AI could reduce the time it takes to identify disease targets and molecules that act against them from an average 5.5 years to just one year
BenevolentAI’s AI technology is shaving four years off the early drug discovery cycle
Using AI, biotech company Zymergen has reduced the time-to-market for one customer by more than three years
‘The computer analyses and understands the context; then reasons, learns, explores, creates and translates what it has learnt to produce unique drug development hypotheses,’ says Jackie Hunter, CEO of BenevolentAI. ‘Our expert scientific teams then triage and validate the hypotheses we think are worth exploring, and subsequently test these hypotheses in biological experiments.’
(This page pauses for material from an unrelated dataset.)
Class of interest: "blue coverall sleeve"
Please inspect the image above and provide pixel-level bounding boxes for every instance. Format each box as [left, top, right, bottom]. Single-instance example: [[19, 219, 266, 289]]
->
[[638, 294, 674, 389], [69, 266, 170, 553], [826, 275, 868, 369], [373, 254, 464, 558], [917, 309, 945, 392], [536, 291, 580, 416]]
The company has teamed up with the Sheffield Institute of Translational Neuroscience to find a new drug for motor neurone disease. There are only two drugs currently licensed to treat the condition, which affected the late astrophysicist Stephen Hawking. However, BenevolentAI has already come up with two new candidates, one of which has produced promising results in preclinical trials. ‘What is particularly exciting is that research suggests that our technology may have found a way to prevent the death of motor neurons, the key to finding a cure for the disease,’ says Hunter.
The company has also used its AI technology to research two drugs for Alzheimer’s disease, which it sold to a US company to develop in a deal worth £624m. As well as developing its own clinical pipeline, BenevolentAI is looking to repurpose existing ones. For example, it is currently conducting a Phase 2b study on a previously unsuccessful compound from Johnson & Johnson to see if it can treat Parkinson’s disease patients that suffer from excessive daytime sleepiness.
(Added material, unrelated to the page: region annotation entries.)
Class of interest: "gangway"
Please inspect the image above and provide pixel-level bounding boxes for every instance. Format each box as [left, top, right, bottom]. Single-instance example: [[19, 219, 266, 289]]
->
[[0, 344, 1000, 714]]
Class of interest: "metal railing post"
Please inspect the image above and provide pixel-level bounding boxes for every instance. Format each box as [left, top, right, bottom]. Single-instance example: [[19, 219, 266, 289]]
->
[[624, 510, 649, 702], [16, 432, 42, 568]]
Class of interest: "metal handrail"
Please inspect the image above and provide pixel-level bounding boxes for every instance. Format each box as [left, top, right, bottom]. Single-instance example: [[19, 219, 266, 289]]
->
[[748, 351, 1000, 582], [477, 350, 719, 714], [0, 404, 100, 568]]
‘We are now working on over 20 potential programmes driven by the technology,’ says Hunter. This includes collaborations with Parkinson’s UK and The Cure Parkinson’s Trust (CPT). ‘We aim to identify at least three currently available medicines that can be repurposed to address Parkinson’s and two new ways to treat the disease.’
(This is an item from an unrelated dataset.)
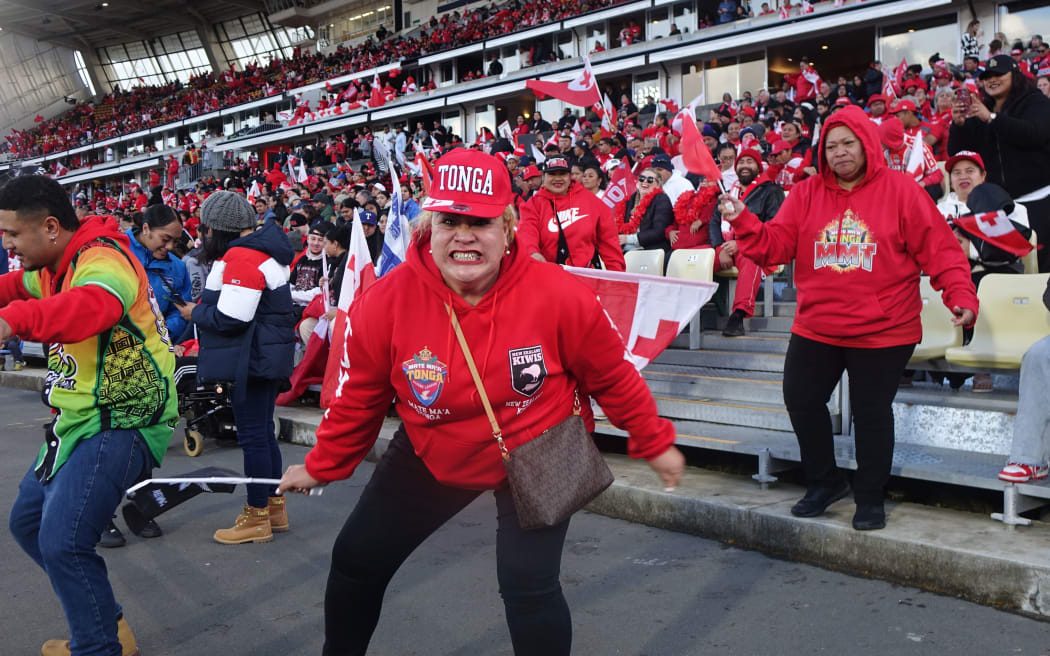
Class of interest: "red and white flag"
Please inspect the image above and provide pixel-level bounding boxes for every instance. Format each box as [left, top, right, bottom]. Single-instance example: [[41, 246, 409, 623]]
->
[[247, 181, 263, 205], [369, 72, 385, 109], [953, 210, 1033, 257], [321, 209, 384, 409], [602, 157, 638, 209], [525, 56, 602, 107], [565, 267, 718, 371]]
Hunter believes that using AI to look for therapeutic drugs has saved her clients both time and money, delivering 60% savings and shaving four years off the early drug discovery cycle. ‘The results speak for themselves. AI and machine learning do not supplant human intelligence but instead augment it. Our AI-driven hypothesis engine generates bias-free hypotheses at a scale impossible to replicate through traditional methods.’